What to watch for today
Emerging markets drag the world down. The International Monetary Fund is likely to cut its global growth forecast for 2013 because of a slowdown in the emerging markets. The Fund had predicted in April that the world economy would expand 3.3% this year.
Mixed picture in China. Consumer inflation is expected to increase 2.5% on an annual basis in June, well below the government’s threshold of 3.5%. But the producer price index, another measure of demand, is expected to decline 2.6%.
BlackBerry faces irate shareholders. Top management will face tough questions about the company’s future at its annual meeting in Ontario. Some investors have called for a sale of the company or individual parts, after the smartphone maker reported disappointing sales last week.
UK continues to struggle. Industrial production probably fell 1.4% year-on-year in May, led by a 1.5% decline in manufacturing. The trade deficit is expected to widen from £8.2 billion to £8.5 billion ($12.7 billion) in May.
South Sudan turns two. But the economy of the world’s youngest country is still in critical condition.
While you were sleeping
Political face-off in Egypt. The Al Nour party, the Islamist rival to the Muslim Brotherhood, pulled out of attempts to form an interim government after at least 51 demonstrators were killed and more than 300 were wounded outside the barracks said to be holding deposed president Mohamed Morsi.
Greece got a lifeline, for now. International creditors agreed to give €6.8 billion ($8.7 billion) on the condition that Greece would keep its promise of cutting public sector jobs and drive through unpopular reforms.
Michael Dell got a shot in the arm. Influential shareholder advisory firm Institutional Shareholder Services backed his $24.4 billion plan to buy out the PC maker he founded. Activist investor Carl Icahn, who had floated a rival proposal, could still end up a winner even if he loses the bid to buy Dell.
High-speed traders lost their two-second edge. Thomson Reuters will stop releasing consumer sentiment data two seconds early for clients who pay extra, a practice that New York’s attorney general has been investigating.
Global recovery will remain uneven. The OECD expects economic growth in the US and Japan to pick up in the months ahead. Leading indicators for May show that Germany will lead the modest revival in Europe, while Russia and Brazil appear set for slowdowns.
Warren Buffett made a $2 billion donation. The boss of Berkshire Hathaway gave 17.5 million Class B shares in his investing company to the Bill and Melinda Gates Foundation.
Quartz obsession interlude
Gwynn Guilford on what China’s probe into dairy price-fixing really means for foreign firms. “Though the government’s complaint is that milk powder has gone up 30% in price since 2008, when tainted formula killed six babies, this probably isn’t just about price […] What the government is really after is ‘industry consolidation.’ This is Chinese Communist Party-speak for squeezing out hard-to-regulate smaller players, while underwriting acquisitions by ‘national champion’ state-owned enterprises.” Read more here.
Matters of debate
Tighter security won’t bring peace in China’s Xinjiang province.
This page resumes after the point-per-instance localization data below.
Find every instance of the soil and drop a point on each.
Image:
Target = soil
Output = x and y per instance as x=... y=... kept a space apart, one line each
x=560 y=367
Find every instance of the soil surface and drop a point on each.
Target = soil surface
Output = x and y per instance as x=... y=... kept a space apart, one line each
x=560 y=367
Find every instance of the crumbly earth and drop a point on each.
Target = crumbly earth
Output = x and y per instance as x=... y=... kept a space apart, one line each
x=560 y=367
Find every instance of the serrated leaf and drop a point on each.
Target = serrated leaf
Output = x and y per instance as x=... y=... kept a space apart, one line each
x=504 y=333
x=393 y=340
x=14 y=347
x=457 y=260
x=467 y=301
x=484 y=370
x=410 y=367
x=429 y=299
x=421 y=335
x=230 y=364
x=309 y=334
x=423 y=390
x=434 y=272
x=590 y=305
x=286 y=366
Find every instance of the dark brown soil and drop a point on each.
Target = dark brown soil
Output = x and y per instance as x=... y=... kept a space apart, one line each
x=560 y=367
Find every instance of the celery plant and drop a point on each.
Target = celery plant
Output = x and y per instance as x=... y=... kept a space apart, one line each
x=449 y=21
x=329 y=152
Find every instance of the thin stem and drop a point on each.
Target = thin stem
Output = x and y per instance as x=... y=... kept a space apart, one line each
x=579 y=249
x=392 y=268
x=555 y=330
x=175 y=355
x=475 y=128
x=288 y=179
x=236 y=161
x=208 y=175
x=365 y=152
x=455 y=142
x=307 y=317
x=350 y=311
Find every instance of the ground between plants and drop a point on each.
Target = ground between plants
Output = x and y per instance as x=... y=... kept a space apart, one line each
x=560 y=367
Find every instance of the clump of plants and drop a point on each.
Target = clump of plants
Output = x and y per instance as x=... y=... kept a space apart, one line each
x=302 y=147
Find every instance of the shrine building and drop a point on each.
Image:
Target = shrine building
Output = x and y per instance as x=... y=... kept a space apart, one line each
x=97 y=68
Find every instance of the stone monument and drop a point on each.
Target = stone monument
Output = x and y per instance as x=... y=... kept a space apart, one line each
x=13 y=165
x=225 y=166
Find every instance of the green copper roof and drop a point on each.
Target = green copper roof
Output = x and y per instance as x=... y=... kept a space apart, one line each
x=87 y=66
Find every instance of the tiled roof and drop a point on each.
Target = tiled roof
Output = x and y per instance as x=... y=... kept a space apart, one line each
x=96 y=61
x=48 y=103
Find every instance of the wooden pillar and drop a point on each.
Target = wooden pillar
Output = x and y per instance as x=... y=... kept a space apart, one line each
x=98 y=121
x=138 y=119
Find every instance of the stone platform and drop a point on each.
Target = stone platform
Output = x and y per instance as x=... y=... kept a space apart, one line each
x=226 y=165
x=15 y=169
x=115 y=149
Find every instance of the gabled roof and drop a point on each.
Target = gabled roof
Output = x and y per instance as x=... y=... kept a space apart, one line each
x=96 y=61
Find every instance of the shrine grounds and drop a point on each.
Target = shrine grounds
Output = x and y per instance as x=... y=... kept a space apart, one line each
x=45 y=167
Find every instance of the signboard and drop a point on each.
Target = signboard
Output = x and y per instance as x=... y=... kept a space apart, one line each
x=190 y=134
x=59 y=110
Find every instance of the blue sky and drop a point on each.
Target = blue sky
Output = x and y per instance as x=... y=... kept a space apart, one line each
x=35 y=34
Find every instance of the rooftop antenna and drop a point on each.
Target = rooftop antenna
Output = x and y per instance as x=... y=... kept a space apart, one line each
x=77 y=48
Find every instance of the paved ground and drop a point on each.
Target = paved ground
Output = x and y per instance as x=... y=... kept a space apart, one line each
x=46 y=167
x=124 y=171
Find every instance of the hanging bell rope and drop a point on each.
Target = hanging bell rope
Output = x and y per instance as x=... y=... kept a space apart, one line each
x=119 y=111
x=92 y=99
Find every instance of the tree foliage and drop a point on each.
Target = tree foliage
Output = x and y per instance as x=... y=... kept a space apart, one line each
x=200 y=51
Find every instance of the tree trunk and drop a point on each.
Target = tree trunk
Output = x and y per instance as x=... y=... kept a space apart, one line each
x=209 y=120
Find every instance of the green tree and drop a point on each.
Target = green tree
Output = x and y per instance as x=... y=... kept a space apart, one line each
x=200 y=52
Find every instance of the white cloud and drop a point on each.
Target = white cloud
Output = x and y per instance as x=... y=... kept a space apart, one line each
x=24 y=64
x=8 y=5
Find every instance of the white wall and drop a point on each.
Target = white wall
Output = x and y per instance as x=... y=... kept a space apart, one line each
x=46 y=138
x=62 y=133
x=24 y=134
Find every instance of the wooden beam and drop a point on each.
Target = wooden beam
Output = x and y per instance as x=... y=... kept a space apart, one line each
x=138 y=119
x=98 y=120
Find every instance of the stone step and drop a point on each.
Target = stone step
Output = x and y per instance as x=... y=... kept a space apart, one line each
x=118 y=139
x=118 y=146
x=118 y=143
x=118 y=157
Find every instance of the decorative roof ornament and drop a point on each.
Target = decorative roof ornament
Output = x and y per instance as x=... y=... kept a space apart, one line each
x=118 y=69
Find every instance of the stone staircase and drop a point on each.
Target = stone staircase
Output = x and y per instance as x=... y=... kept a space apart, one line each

Bridging the wealth gap between ethnic groups is the only solution.
Why Brazil’s middle classes are protesting. They’re still struggling to make ends meet.
Be loved first, then be feared. What research shows managers should know about Machiavelli’s famous conundrum.
A brash New York City comptroller could keep Wall Street in check. Eliot Spitzer could turn the city’s pension funds into the country’s angriest activist investor.
Surprising discoveries
S&P’s surprising defense. The rating agency says its credit ratings didn’t defraud investors because they shouldn’t have relied on them anyway.
Keep track of Google’s tracking. You can find out everything that Google knows about you.
But why the mice? The US Department of Commerce destroyed $170,000 of computer equipment, including mice, to root out a piece of malware.
Life beneath a glacier. A buried lake supports a thriving ecosystem two miles beneath the surface of Antarctica.
Russia’s fleet of floating nuclear plants. The reactors will provide electricity to remote areas by 2016.